Copyright 2012-2016 Johns Hopkins University HLTCOE. All rights reserved. This software is released under the 2-clause BSD license. See LICENSE.md in the project root directory.
Python modules and scripts for working with Concrete, an HLT data specification defined using Thrift.
This repository contains the Python classes generated by the Thrift compiler, but not the .thrift definition files that were used to generate these classes. The .thrift definition files can be found in the Concrete GitHub repository: https://github.com/hltcoe/concrete
The accel
branch of Concrete-Python supports the accelerated thrift
protocols. For many workloads these are 10 to 30 times faster than the
pure Python protocols. To take advantage of them, check out the
accel
branch from the Concrete-Python Git repository and follow the
README there to install.
Concrete-Python requires Python 2.7 and the Thrift Python library, among
other Python libraries. These are installed automatically by setup.py
or pip
. The Thrift compiler is not required.
Note on Windows compatibility: The 'thrift' Python package (and thus the Concrete Python package) does not seem to work with the Python Windows binaries from Python.org (32 and 64-bit versions) on 64-bit Windows. The 'thrift' package does work using the version of Python that comes with 64-bit Cygwin on 64-bit Windows.
You can install Concrete using the pip
package manager:
pip install concrete
or by cloning the repository and running setup.py
:
git clone https://github.com/hltcoe/concrete-python.git
cd concrete-python
python setup.py test
python setup.py install
The Concrete Python package comes with three scripts:
-
concrete_inspect.py
reads in a Concrete Communication and prints out human-readable information about the Communication's contents (such as tokens, POS and NER tags, Entities, Situations, etc) to stdout. -
concrete2json.py
reads in a Concrete Communication and prints a JSON version of the Communication to stdout. The JSON is "pretty printed" with indentation and whitespace, which makes the JSON easier to read and to use for diffs. -
validate_communication.py
reads in a Concrete Communication file and prints out information about any invalid fields. This script is a command-line wrapper around the functionality in theconcrete.validate
library.
Use the --help
flag for details about the scripts' command line
arguments.
Compiled Python classes end up in the concrete
namespace. You can
use them by importing them as follows:
from concrete import Communication
foo = Communication()
foo.text = 'hello world'
...
The Python version of the Thrift Libraries does not perform any
validation of Thrift objects. You should use the
validate_communication()
function after reading and before writing a
Concrete Communication:
from concrete.util import read_communication_from_file
from concrete.validate import validate_communication
comm = read_communication_from_file('tests/testdata/serif_dog-bites-man.concrete')
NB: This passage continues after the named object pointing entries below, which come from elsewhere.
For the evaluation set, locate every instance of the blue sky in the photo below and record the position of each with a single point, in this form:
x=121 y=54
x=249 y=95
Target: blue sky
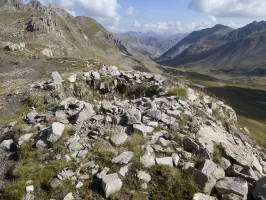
x=166 y=16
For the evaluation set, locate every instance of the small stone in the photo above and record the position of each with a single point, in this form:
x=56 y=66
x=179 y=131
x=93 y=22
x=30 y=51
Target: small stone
x=142 y=175
x=123 y=158
x=69 y=196
x=72 y=78
x=29 y=188
x=111 y=184
x=6 y=145
x=165 y=161
x=79 y=185
x=55 y=132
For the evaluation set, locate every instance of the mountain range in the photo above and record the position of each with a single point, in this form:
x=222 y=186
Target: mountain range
x=149 y=44
x=53 y=32
x=221 y=50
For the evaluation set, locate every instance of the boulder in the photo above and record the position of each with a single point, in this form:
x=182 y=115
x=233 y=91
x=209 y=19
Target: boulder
x=55 y=132
x=165 y=161
x=209 y=168
x=111 y=184
x=200 y=196
x=57 y=78
x=24 y=138
x=86 y=113
x=206 y=182
x=147 y=160
x=72 y=78
x=6 y=145
x=119 y=139
x=142 y=129
x=259 y=189
x=133 y=116
x=232 y=185
x=123 y=158
x=144 y=176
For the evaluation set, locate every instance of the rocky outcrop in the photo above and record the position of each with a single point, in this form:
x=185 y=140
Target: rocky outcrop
x=125 y=135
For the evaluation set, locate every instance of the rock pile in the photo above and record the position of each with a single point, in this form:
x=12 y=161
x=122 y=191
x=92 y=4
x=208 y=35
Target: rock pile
x=173 y=133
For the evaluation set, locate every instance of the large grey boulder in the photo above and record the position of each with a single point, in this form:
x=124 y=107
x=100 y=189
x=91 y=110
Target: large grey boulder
x=142 y=129
x=232 y=185
x=55 y=132
x=209 y=168
x=119 y=138
x=6 y=145
x=57 y=78
x=133 y=116
x=111 y=184
x=165 y=161
x=86 y=113
x=206 y=182
x=200 y=196
x=259 y=189
x=123 y=158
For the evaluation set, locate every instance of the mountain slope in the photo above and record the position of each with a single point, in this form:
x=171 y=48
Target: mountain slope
x=149 y=44
x=198 y=42
x=52 y=32
x=242 y=54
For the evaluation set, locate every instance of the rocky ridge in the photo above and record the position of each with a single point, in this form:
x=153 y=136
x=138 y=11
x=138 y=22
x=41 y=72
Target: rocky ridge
x=112 y=133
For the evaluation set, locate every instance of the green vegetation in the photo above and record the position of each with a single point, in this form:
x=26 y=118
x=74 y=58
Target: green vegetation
x=182 y=93
x=170 y=183
x=33 y=165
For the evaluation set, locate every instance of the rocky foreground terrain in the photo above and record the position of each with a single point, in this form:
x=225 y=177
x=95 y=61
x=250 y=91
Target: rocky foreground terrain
x=112 y=134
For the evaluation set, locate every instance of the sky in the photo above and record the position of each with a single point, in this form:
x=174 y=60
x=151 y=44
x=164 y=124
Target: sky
x=166 y=16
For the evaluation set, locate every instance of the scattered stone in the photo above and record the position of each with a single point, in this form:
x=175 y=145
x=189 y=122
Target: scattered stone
x=29 y=188
x=123 y=158
x=200 y=196
x=133 y=116
x=147 y=160
x=119 y=139
x=6 y=145
x=259 y=189
x=69 y=196
x=234 y=185
x=111 y=184
x=142 y=175
x=55 y=132
x=165 y=161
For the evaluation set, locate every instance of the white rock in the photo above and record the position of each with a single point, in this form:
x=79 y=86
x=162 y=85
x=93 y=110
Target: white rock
x=72 y=78
x=29 y=188
x=165 y=161
x=176 y=159
x=147 y=160
x=6 y=144
x=140 y=128
x=119 y=139
x=24 y=138
x=69 y=196
x=111 y=184
x=200 y=196
x=124 y=170
x=79 y=185
x=142 y=175
x=55 y=132
x=123 y=158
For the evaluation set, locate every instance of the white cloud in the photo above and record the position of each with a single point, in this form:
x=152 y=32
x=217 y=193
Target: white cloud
x=130 y=11
x=105 y=11
x=173 y=27
x=231 y=8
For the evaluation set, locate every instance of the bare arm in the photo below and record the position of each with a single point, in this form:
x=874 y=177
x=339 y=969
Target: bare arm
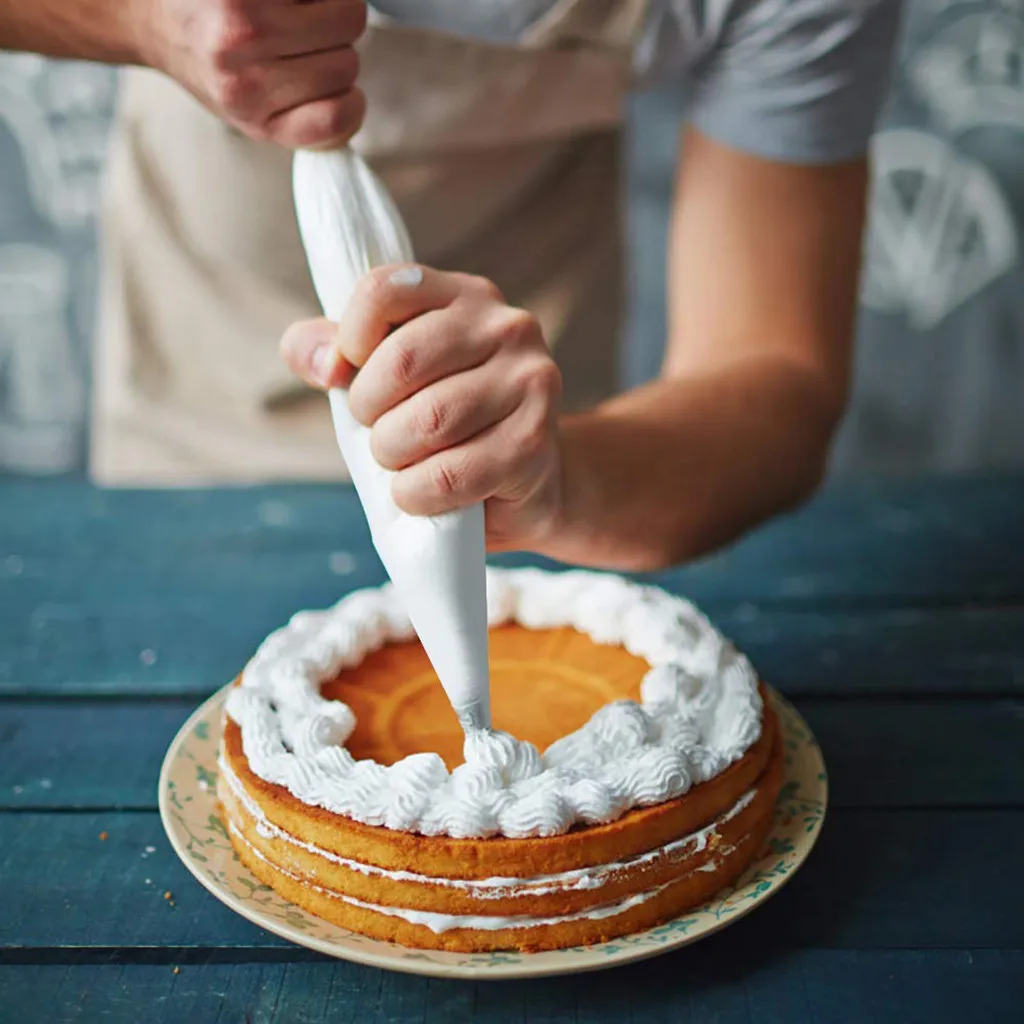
x=89 y=30
x=762 y=284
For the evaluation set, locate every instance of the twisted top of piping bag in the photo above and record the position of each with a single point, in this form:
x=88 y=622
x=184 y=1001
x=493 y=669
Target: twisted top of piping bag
x=349 y=224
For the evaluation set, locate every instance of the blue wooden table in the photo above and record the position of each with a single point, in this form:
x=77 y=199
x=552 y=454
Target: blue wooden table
x=893 y=614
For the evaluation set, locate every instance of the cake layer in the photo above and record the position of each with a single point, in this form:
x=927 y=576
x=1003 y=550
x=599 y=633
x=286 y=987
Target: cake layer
x=698 y=711
x=636 y=833
x=521 y=896
x=559 y=921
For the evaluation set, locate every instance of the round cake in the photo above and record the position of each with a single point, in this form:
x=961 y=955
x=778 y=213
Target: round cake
x=348 y=786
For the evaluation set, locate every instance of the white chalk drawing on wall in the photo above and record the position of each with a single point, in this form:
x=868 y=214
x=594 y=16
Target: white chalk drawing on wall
x=42 y=383
x=59 y=114
x=939 y=232
x=971 y=73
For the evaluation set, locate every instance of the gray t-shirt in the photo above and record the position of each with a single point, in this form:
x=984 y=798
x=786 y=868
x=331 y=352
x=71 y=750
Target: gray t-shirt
x=793 y=80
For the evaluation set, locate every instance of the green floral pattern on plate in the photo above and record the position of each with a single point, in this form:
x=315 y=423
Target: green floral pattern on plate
x=188 y=809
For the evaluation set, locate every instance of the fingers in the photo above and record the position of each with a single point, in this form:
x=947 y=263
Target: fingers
x=505 y=461
x=292 y=30
x=324 y=124
x=435 y=345
x=386 y=298
x=453 y=411
x=292 y=83
x=309 y=349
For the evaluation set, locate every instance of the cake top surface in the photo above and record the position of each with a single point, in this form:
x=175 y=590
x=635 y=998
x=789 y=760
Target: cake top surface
x=699 y=712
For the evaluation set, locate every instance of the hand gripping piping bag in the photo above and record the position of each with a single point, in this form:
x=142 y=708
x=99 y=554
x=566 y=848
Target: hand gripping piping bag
x=349 y=224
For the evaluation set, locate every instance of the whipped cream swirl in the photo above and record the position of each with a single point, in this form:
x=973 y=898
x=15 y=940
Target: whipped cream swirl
x=699 y=712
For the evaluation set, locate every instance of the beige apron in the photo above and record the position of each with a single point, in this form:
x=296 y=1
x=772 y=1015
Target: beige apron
x=504 y=161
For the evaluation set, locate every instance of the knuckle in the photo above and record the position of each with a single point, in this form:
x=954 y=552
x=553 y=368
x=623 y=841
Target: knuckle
x=358 y=16
x=485 y=289
x=327 y=121
x=545 y=382
x=446 y=477
x=531 y=434
x=403 y=364
x=348 y=66
x=431 y=420
x=235 y=91
x=232 y=34
x=517 y=328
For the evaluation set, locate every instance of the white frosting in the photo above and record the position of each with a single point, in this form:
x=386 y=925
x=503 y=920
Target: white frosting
x=699 y=712
x=349 y=225
x=440 y=923
x=499 y=887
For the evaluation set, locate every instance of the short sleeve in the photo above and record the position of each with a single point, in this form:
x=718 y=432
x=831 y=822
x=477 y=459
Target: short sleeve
x=798 y=81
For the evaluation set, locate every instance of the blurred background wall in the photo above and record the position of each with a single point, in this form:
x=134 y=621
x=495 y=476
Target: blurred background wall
x=940 y=368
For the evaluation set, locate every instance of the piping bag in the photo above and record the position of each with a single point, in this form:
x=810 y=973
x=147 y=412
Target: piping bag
x=349 y=224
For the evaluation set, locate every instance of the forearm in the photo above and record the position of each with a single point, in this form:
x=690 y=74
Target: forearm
x=88 y=30
x=673 y=470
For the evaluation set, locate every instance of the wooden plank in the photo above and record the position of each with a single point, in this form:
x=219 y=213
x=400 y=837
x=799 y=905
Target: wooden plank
x=892 y=542
x=881 y=753
x=156 y=646
x=705 y=983
x=879 y=880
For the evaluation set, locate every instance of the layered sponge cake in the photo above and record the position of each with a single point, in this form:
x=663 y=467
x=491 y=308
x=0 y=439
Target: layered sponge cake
x=632 y=771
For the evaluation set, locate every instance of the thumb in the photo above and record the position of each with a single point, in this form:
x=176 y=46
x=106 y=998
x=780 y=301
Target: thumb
x=309 y=348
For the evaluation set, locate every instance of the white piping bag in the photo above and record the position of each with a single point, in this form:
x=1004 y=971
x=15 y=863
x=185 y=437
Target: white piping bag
x=349 y=224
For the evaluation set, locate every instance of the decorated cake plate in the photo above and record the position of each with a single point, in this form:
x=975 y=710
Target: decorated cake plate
x=190 y=815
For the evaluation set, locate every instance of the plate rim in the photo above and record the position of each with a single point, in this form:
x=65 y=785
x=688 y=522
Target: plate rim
x=524 y=967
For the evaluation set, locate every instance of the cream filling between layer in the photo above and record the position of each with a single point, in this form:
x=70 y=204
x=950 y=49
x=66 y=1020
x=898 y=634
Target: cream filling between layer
x=440 y=923
x=497 y=887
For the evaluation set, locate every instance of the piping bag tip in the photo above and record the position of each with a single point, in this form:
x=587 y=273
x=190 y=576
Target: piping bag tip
x=349 y=224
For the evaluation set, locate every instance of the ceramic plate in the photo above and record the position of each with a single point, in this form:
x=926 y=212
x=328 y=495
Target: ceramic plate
x=189 y=812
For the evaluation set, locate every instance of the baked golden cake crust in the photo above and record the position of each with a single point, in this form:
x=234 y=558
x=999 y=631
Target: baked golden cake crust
x=586 y=885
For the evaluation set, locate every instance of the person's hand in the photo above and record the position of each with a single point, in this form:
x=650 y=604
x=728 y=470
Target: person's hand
x=459 y=389
x=283 y=71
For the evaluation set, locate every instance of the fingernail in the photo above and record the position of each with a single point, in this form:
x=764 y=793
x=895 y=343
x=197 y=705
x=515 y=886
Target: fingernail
x=324 y=360
x=407 y=276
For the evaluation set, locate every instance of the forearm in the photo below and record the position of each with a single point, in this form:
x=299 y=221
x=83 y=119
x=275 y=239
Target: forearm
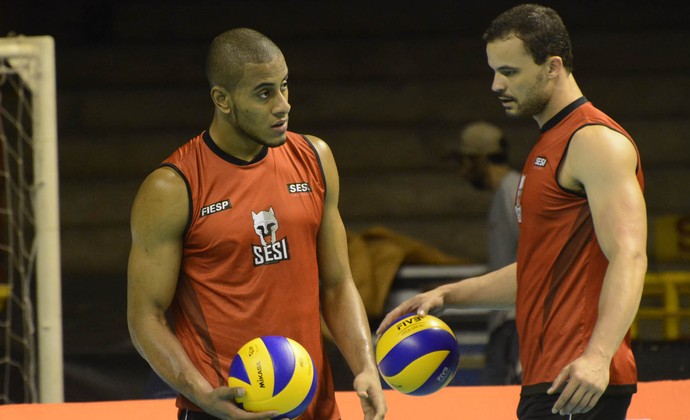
x=496 y=289
x=618 y=303
x=347 y=321
x=157 y=344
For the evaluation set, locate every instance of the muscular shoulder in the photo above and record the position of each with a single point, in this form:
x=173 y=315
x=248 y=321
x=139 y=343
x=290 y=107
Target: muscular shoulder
x=597 y=151
x=161 y=202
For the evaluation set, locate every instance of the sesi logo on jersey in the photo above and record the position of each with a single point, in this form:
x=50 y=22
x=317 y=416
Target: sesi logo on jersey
x=272 y=250
x=299 y=187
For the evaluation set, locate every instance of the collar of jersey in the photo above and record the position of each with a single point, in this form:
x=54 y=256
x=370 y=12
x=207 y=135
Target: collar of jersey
x=227 y=156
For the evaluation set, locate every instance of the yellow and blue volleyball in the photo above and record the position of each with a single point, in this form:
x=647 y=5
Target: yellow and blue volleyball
x=417 y=355
x=277 y=373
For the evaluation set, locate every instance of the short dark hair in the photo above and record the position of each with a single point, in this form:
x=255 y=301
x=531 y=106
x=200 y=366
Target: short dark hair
x=231 y=50
x=540 y=28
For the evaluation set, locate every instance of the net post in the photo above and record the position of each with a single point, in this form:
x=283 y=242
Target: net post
x=48 y=267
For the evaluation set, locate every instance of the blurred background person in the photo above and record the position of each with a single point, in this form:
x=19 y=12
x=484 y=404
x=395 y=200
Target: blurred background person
x=482 y=153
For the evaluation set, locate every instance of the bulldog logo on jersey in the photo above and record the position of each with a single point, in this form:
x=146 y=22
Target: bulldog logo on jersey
x=271 y=250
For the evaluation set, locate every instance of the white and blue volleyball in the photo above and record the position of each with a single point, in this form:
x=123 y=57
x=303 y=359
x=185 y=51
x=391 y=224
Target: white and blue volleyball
x=417 y=355
x=278 y=375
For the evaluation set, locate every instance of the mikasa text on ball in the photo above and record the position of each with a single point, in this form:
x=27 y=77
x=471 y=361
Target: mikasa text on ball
x=417 y=355
x=277 y=373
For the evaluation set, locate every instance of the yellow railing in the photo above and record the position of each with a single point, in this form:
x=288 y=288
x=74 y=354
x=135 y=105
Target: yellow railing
x=671 y=291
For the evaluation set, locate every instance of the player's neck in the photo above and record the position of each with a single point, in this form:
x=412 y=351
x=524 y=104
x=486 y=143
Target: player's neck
x=565 y=92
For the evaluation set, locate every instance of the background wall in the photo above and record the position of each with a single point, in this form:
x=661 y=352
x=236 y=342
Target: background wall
x=387 y=84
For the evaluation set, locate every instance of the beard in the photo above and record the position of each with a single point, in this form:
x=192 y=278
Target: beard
x=245 y=131
x=534 y=101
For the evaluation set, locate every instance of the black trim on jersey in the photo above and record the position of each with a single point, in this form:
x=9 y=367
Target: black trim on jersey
x=189 y=195
x=541 y=388
x=318 y=159
x=563 y=113
x=227 y=156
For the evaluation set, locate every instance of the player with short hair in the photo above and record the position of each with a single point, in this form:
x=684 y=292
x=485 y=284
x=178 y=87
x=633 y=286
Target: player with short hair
x=238 y=233
x=582 y=257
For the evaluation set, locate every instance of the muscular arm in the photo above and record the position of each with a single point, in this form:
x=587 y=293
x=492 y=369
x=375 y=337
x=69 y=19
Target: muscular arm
x=341 y=304
x=158 y=220
x=604 y=163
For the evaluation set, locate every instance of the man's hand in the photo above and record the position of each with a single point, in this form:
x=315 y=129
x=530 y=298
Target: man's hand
x=368 y=388
x=420 y=304
x=221 y=403
x=581 y=384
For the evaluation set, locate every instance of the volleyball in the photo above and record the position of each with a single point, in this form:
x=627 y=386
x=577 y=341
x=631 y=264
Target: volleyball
x=417 y=355
x=277 y=373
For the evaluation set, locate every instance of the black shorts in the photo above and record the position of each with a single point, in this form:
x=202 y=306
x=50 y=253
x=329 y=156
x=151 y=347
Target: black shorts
x=538 y=407
x=194 y=415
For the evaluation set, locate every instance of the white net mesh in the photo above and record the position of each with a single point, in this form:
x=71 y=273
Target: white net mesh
x=18 y=360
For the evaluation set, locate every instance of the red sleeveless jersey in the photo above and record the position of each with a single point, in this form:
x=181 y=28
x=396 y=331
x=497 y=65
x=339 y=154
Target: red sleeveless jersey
x=249 y=264
x=560 y=269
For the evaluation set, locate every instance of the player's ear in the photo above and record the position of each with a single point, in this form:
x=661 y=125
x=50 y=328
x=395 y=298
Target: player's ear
x=221 y=99
x=555 y=64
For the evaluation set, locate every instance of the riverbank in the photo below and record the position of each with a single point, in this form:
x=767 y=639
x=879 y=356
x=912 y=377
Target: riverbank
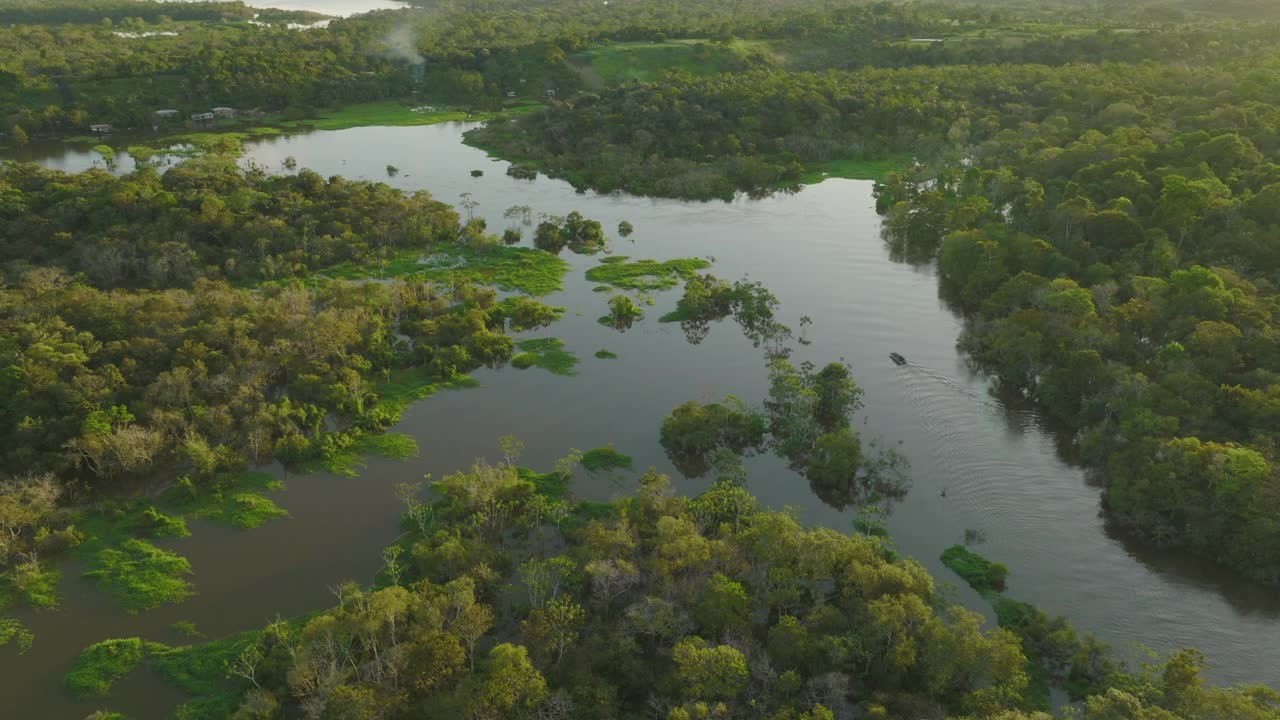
x=225 y=133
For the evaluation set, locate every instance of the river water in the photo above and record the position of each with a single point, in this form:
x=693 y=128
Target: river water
x=336 y=8
x=977 y=463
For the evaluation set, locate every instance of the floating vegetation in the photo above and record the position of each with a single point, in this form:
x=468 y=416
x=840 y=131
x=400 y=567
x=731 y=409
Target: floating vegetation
x=141 y=575
x=644 y=274
x=983 y=575
x=14 y=632
x=238 y=500
x=30 y=583
x=101 y=665
x=606 y=459
x=517 y=269
x=351 y=459
x=548 y=354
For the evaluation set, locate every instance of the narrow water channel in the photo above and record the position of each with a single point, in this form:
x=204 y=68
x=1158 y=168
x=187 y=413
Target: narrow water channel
x=976 y=461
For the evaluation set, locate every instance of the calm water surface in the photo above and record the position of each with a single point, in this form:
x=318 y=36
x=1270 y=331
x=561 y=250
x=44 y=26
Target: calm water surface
x=976 y=461
x=337 y=8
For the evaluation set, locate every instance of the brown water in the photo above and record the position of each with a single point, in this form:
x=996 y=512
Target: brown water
x=976 y=460
x=336 y=8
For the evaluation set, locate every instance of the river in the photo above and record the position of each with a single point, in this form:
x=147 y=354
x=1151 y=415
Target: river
x=336 y=8
x=976 y=461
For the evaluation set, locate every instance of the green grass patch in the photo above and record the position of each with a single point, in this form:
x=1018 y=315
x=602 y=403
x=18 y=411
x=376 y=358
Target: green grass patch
x=552 y=486
x=606 y=459
x=351 y=460
x=622 y=62
x=392 y=113
x=519 y=269
x=14 y=632
x=200 y=670
x=407 y=387
x=545 y=352
x=101 y=665
x=238 y=500
x=856 y=169
x=187 y=628
x=645 y=274
x=31 y=584
x=141 y=575
x=982 y=574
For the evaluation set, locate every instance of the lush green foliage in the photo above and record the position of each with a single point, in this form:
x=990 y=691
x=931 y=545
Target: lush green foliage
x=141 y=575
x=545 y=352
x=506 y=268
x=606 y=459
x=613 y=607
x=982 y=574
x=101 y=665
x=234 y=500
x=1120 y=268
x=644 y=274
x=205 y=218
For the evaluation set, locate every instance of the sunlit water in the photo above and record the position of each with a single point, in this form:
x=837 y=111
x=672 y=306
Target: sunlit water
x=976 y=463
x=337 y=8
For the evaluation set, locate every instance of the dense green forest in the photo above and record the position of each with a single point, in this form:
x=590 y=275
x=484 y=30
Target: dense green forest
x=1110 y=227
x=507 y=598
x=159 y=326
x=1098 y=185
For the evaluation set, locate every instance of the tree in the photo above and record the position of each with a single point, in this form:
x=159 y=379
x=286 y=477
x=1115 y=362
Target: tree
x=510 y=686
x=554 y=625
x=722 y=606
x=709 y=673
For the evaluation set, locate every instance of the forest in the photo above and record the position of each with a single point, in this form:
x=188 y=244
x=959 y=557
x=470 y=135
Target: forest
x=1097 y=185
x=1112 y=232
x=504 y=597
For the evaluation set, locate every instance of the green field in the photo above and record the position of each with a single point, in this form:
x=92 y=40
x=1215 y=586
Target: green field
x=856 y=169
x=393 y=113
x=622 y=62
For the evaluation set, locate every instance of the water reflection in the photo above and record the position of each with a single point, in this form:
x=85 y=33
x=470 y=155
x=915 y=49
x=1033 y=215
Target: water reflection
x=978 y=459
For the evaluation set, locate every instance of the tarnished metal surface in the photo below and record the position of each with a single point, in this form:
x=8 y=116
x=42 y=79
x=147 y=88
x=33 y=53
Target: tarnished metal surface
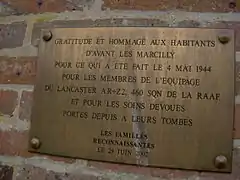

# Returns True|False, logs details using Python stdlib 'logging' module
validate_communication(comm)
Thrift fields have three levels of requiredness:
- explicitly labeled as required
- explicitly labeled as optional
- no requiredness label given ("default required")
The Java version of the Thrift libraries will raise an exception if a
required field is missing on deserialization or serialization, and
will raise an exception if a "default required" field is missing on
serialization. The Python version of the Thrift Libraries (as of
Thrift 0.9.1) does not perform any validation of Thrift objects on
serialization or deserialization. The Python Thrift libraries do
provide a validate()
function, but this function only checks for
explicitly required fields, and not "default required" fields.
The Thrift validate()
function also only performs shallow validation -
nested data structures are not checked for required fields.
The validate_communication()
function recursively checks a
Communication object for required fields, plus additional checks for
UUID mismatches.
To rebuild the concrete-python
sources from the concrete thrift
definitions, use build.bash
. This script takes the path to the
thrift
subdirectory of the concrete
repository as an optional
argument, generates the Python sources from the thrift definitions
in that subdirectory, and patches to the generated code as necessary.